40778BA11E7F0000:error:0A000410:SSL routines:ssl3_read_bytes:sslv3 alert handshake failure:ssl/record/rec_layer_s3.c:1605:SSL alert number 40
---
no peer certificate available
---
No client certificate CA names sent
---
SSL handshake has read 7 bytes and written 332 bytes
Verification: OK
---
New, (NONE), Cipher is (NONE)
Secure Renegotiation IS NOT supported
Compression: NONE
Expansion: NONE
No ALPN negotiated
Early data was not sent
Verify return code: 0 (ok)
---

Reason is the openssl-3.2 server chooses TLS1.3 although there is no signature algorithm ecdsa_brainpoolP256r1_sha256 advertised by the openssl-3.0 client, so that is bound to fail. As a workaround either the openssl-3.0 client or the openssl-3.2 server could disable tls1_3 but that is not desirable for the RSA server.

[t8m]

If both versions support TLS-1.3 they must never choose older version. If they cannot agree on supported groups connection failure is inevitable.

[bernd-edlinger]

The problem is the client cannot know how the server is configured, and therefore the server should take the signature_algorithms extension into account, because the meaning of the ECDSA signature algorithm IDs are quite different for TLS1.3 and for TLS1.2: TLS1.3 implies a 1:1 connection between ECDSA signature algorithms and EC groups, but TLS1.2 allows the cross product of signature_algorithms extension and supported_groups extension. The server should know that, and choose TLS1.2 if it has the freedom to do so.

[kroeckx]

If both sides support TLS 1.3, that should be used. Otherwise you can force the use of older TLS versions.

[bernd-edlinger]

What you say means that, when the server does only support TLS1.2, then a man in the middle could simply remove any signature that he don't like from the signature_algorithms extension of the client hello, say everything with sha256, sha384 and sha512 in the name, and neither the server nor the client will notice anything from this attack?
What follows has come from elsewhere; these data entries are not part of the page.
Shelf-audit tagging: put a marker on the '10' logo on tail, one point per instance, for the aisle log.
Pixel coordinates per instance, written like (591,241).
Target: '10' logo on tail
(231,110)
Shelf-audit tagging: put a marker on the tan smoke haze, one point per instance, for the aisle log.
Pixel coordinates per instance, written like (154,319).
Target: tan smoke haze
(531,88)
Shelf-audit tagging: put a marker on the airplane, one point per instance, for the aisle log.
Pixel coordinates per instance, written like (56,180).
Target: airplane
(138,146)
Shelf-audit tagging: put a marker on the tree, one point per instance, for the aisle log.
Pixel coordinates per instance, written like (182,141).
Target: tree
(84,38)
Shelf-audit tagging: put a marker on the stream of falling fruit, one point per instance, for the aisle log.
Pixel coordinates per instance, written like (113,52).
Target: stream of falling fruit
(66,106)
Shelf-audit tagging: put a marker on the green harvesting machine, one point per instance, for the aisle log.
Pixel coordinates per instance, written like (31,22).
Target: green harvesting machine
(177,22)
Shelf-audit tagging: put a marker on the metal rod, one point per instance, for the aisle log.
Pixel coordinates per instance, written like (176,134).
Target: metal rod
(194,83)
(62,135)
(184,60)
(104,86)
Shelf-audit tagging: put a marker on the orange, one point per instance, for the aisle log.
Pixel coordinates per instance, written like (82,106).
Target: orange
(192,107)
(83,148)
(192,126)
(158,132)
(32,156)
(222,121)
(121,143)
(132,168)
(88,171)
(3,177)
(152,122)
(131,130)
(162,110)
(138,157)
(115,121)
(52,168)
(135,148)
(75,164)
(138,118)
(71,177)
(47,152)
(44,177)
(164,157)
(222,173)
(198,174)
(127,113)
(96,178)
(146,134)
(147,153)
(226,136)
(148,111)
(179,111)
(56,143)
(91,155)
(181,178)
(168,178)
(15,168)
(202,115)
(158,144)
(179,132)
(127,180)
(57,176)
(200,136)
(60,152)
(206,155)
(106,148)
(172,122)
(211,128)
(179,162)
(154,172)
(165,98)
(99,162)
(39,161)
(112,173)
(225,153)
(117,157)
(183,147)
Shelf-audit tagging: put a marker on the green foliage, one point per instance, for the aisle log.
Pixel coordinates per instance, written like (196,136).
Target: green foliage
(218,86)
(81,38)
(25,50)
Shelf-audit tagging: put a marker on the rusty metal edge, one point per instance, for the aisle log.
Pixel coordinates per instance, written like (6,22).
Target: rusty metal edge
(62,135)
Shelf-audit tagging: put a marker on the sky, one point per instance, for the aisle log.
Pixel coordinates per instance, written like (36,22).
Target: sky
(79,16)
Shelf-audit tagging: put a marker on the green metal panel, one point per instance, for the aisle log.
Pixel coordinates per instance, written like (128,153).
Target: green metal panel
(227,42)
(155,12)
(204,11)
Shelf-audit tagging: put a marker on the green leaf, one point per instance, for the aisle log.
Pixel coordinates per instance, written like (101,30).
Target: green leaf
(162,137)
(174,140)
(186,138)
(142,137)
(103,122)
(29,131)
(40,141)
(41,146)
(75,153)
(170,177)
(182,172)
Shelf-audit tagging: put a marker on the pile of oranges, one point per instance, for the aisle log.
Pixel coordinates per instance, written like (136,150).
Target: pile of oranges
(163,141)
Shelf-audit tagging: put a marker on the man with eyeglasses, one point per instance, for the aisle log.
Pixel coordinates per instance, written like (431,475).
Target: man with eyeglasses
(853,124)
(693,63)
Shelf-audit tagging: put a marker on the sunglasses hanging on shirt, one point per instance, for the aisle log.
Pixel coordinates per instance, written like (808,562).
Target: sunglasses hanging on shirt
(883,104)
Please say that there is some kind of a posteriori authentication of the unencrypted handshake messages exchanged between client and server, even if the TLS1.2 protocol is used.

[mattcaswell]

Please say that there is some kind of a posteriori authentication of the unencrypted handshake messages exchanged between client and server, even if the TLS1.2 protocol is used.

The entire handshake is authenticated in the Finished message.

[bernd-edlinger]

The entire handshake is authenticated in the Finished message.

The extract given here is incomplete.